Primary Diagnosis

Differential Diagnoses

Imaging Findings

Fig. 115.1: (A–B) Axial T2WI showed a large, lobulated, heterogeneous, solid, cystic mass that predominantly involved the hypothalamus and optic chiasm region, in addition to extending into the right medial temporal lobe. The solid components demonstrated intense contrast enhancement. Fig. 115.2: (A–B) Axial DWI did not demonstrate diffusion restriction. Fig. 115.3: (A–B) Sagittal T2WI demonstrated extension of the lesion’s suprasellar component into the third ventricle. Fig. 115.4: (A–B) Coronal T2WI clearly demonstrated the parasellar component of the lesion, which is larger on the right side. Fig. 115.5: (A–B) Axial T1WI postcontrast showed enhancement of the lesion’s solid component and peripheral enhancement in the cystic component.

Discussion

Chordoid glioma is a rare, slow-growing, non-invasive neoplasm (WHO grade II) containing both glial and chordoid histologic elements, more common in adult patients. It arises from the anterior third ventricle and is frequently adherent to the hypothalamus, ovoid in shape, well circumscribed, located in the anterior third ventricle, and separated from the pituitary gland. They invade the hypothalamus and displace the infundibulum posteriorly. At MR imaging, chordoid glioma appears as a well-defined ovoid mass that is isointense on T1-weighted images and enhances intensely with gadolinium. Most tumors are solid, but in 25% of patients, a small central cystic area is present, but calcification is rare. Ependymoma metastases are exluded in the absence of previous patient history of primary ependymoma. Glioblastoma is a more infiltrative lesion, with necrosis, and is rare in pediatric patients.

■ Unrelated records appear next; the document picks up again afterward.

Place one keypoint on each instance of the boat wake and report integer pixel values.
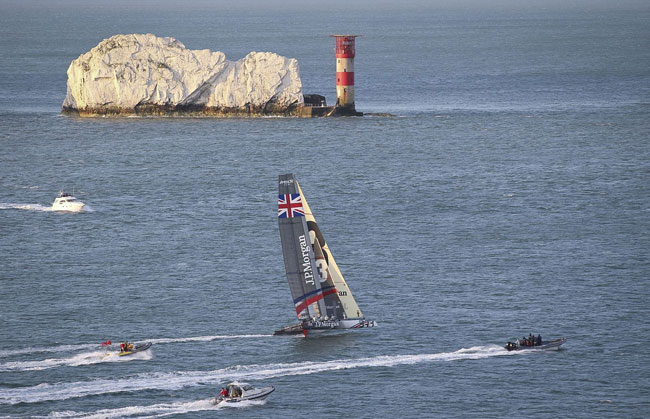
(87, 346)
(204, 338)
(59, 348)
(39, 207)
(162, 409)
(29, 207)
(84, 358)
(182, 379)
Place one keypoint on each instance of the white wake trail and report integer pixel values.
(182, 379)
(204, 338)
(85, 358)
(29, 207)
(69, 348)
(59, 348)
(162, 409)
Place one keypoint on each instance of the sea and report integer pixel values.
(498, 185)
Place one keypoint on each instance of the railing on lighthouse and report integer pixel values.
(345, 72)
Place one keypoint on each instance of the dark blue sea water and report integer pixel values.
(509, 194)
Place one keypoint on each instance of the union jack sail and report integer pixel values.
(290, 206)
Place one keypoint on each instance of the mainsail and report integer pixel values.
(317, 286)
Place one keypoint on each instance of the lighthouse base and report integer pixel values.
(325, 111)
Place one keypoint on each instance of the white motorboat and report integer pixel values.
(242, 392)
(66, 202)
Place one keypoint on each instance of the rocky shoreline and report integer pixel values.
(147, 75)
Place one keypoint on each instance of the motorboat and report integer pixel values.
(133, 349)
(552, 344)
(67, 203)
(242, 392)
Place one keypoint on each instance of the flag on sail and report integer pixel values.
(290, 206)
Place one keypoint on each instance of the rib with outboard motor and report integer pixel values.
(241, 392)
(518, 345)
(321, 297)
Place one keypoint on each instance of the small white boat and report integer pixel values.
(242, 392)
(66, 202)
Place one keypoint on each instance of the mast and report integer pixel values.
(344, 295)
(299, 260)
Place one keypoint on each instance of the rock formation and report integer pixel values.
(150, 75)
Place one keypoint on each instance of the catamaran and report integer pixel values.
(321, 297)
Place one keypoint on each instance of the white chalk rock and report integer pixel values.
(127, 72)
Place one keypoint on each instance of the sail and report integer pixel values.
(299, 261)
(344, 296)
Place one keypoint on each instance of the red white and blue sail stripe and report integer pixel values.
(290, 206)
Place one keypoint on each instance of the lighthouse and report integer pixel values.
(345, 75)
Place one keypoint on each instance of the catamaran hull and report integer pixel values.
(325, 326)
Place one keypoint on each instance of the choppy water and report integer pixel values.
(510, 194)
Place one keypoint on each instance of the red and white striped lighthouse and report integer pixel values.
(345, 72)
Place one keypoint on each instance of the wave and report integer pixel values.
(86, 358)
(181, 379)
(85, 346)
(162, 409)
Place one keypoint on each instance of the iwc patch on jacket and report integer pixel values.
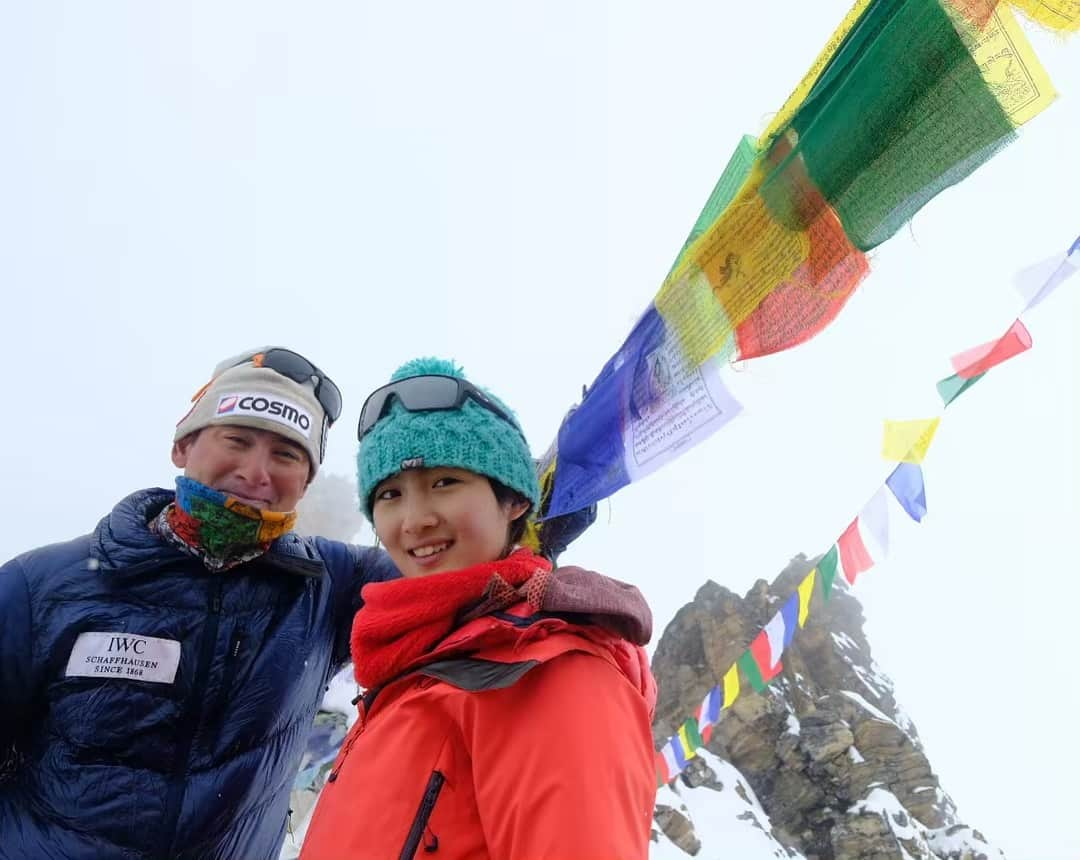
(125, 656)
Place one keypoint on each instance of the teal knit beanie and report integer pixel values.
(469, 438)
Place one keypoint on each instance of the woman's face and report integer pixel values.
(432, 521)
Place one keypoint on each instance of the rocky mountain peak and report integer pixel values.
(827, 764)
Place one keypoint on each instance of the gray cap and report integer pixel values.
(258, 397)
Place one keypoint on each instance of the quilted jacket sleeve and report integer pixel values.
(16, 659)
(563, 764)
(352, 567)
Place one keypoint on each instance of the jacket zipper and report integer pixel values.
(177, 780)
(422, 816)
(227, 677)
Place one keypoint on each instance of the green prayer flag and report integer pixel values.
(748, 667)
(901, 112)
(953, 386)
(691, 733)
(734, 174)
(826, 569)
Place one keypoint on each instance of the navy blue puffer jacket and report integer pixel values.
(193, 765)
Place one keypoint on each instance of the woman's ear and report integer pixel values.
(516, 509)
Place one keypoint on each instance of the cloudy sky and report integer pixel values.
(508, 185)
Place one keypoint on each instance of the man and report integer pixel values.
(159, 676)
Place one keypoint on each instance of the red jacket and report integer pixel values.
(516, 738)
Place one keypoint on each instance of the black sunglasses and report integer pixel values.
(433, 392)
(299, 370)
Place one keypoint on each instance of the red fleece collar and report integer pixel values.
(405, 618)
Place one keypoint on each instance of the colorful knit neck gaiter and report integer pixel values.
(218, 528)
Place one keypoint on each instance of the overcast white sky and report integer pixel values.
(508, 185)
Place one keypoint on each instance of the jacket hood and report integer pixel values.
(617, 606)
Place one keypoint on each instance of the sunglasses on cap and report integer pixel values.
(432, 392)
(296, 367)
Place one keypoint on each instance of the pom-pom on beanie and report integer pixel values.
(471, 438)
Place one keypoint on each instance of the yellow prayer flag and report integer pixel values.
(1061, 15)
(908, 441)
(806, 592)
(728, 271)
(1008, 62)
(730, 686)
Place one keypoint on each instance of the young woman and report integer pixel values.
(508, 706)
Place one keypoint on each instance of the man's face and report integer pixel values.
(257, 467)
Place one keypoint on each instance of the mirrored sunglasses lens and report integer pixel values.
(428, 392)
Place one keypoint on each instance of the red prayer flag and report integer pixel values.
(979, 360)
(854, 559)
(763, 656)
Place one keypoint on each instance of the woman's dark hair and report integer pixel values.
(507, 496)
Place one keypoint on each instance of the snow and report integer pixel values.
(962, 838)
(727, 824)
(871, 681)
(867, 707)
(946, 842)
(844, 641)
(339, 695)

In a pediatric patient, a large, predominantly midline, multilobulated, solid-cystic mass centered in the hypothalamus/optic chiasm region, which extends to the medial temporal lobe and demonstrates intense enhancement of the solid component on T2-weighted images, is a classic presentation of a pilomyxoid astrocytoma (PMA).

A recently described neoplasm, PMA was originally classified as an infantile variant of pilocytic astrocytoma (PA). Now recognized as a distinct entity, PMA has a unique histologic appearance and differs from PA in its presentation, as well as its clinical course. A rare childhood tumor, whose incidence is unknown, PMA has been described in patients with a wide age range of presentation from early childhood to late adulthood. However, the most common age of presentation is during early childhood with a mean presentation age of 18 months, lower than that of PA, which is 58 months. There is no known sex predilection for PMA. Like many pediatric tumors, the most common presenting clinical features of PMA are the signs and symptoms related to increased intracranial pressure.

Similar to PA, PMA lesions can occur anywhere along the neuraxis; unlike PA, PMA lesions have a predilection for the hypothalamic/chiasmatic region. Almost 80% of all PMAs are located in this area. Atypical sites of origin such as the cerebellum, thalamus, brainstem, and spinal cord have been described; however, these locations are rare and are usually seen in older children or adult patients. In addition to an older diagnosis-presentation age, PA lesions favor the posterior fossa. Although PMA and PA lesions have many imaging features in common, PMA lesions typically demonstrate a cystic tumor component that is smaller than the solid component, excluding PA as a diagnosis in this patient. Glioblastoma is usually a tumor of adulthood and is extremely rare in the diencephalon region, thus an unlikely diagnosis for this patient.

Typically, PMA is a well-circumscribed tumor with both solid and cystic components. Unlike PA, the cystic component is smaller in comparison to the solid component and a small cyst is present in up to 85% of all PMA tumors. The solid component always demonstrates intense enhancement. Unlike high-grade tumors, the solid component does not demonstrate diffusion restriction or peritumoral edema.

Infiltration is more common in PMA, as compared to PA, as spectroscopic abnormalities have been demonstrated beyond the margin of the tumor. Intratumoral hemorrhage can be seen in up to 20% of PMAs, and if present, can be useful to differentiate PMA from PA, as hemorrhage in PA is rare. Unlike PA, CSF dissemination is more common in PMAs and can be seen on imaging at presentation. Similar to PA, PMA demonstrates a high Cho/Cr ratio, a high lipid peak, and low NAA and peak on MR spectroscopy, a feature of aggressive tumors.

Pilomyxoid astrocytoma is a WHO grade II neoplasm. The dominant histopathologic finding is a myxoid tumor matrix with monomorphic bipolar tumor cells arranged in an angiocentric pattern. Although Rosenthal fibers are typically absent, mitotic figures may be present. Pilomyxoid astrocytoma is associated with shorter progression-free and overall survival rates, with higher recurrence and higher rate of CNS dissemination than other childhood brain tumors. As it is an aggressive tumor, early diagnosis and intervention has the potential to affect short-term patient outcomes.